Tiba-tiba jalanan yang tadinya sepi, dipekakkan suara bising beberapa kendaraan bermotor, mereka nggapit mobilku, mengetuk ngetuk jendela kaca, aku kaget, ada gelagat buruk, sebuah sepeda motor melintang di depanku, kuhentikan kendaraan dengan mendadak, tiga orang pengendara motor lain turun lantas megedor pintu mobil dan menyeret paksa aku keluar, dengan senjata menempel dileher, napasku sesak, tangan dan kakiku gemetar, aku meronta sekuatnya, sementara satu orang masuk kemobil membongkar dan mengobrak abrik apa saja yang ada didalamnya.

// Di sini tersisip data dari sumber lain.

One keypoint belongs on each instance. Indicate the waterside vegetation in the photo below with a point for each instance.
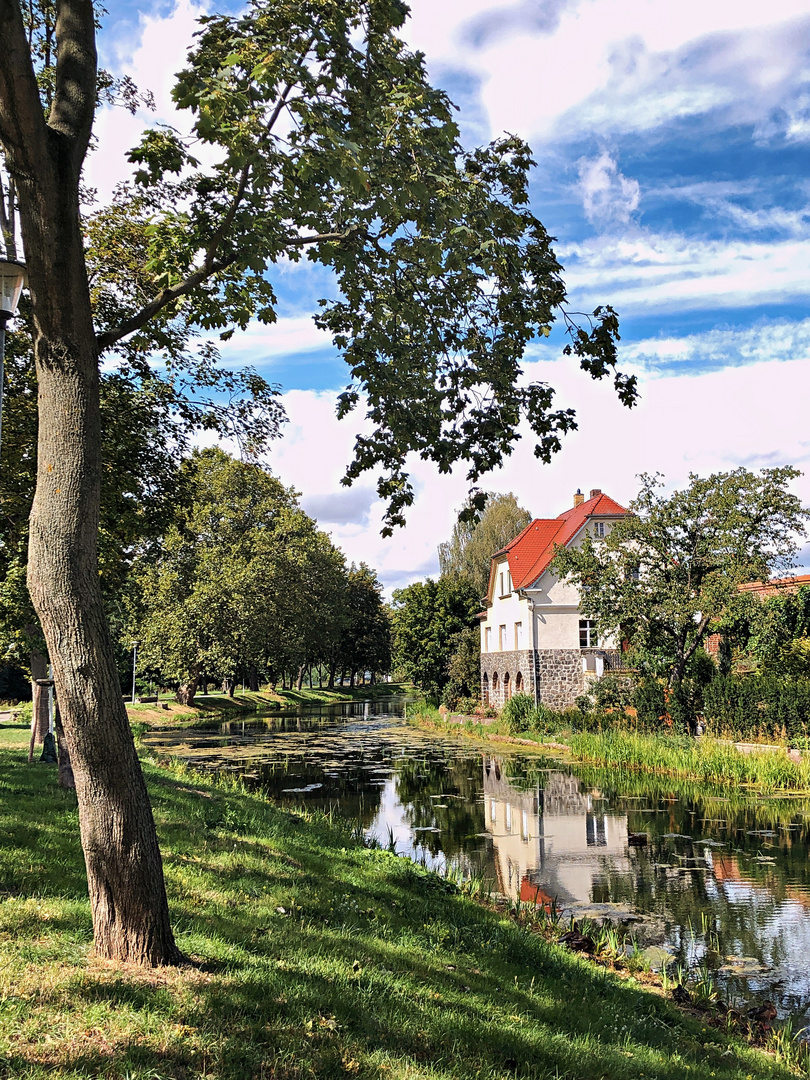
(312, 954)
(582, 737)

Entah dorongan apa yang membuat mataku bersitatap dengan orang yang kini mengacak-acak mobilku. Sepasang mata itu juga menatapku, terbelak tak percaya, mulutnya menggangga, lantas dengan segera ia melompat keluar, menghempas pintu mobil keras dan berteriak ”siiiiiiiiiiaaaaaaallllllll”. Dia lantas memberi isyarat kepada teman-temannya untuk pergi, meninggalkanku yang masih bersimpuh ditanah.
Tangisku pecah, aku terkejut, tapi sungguh, kali ini bukan karena keselamatanku nyaris terancam, bukan karena aku nyaris mendari korban tindak kriminal, tapi karena aku yakin bahwa sepasang mata itu milik Hendri.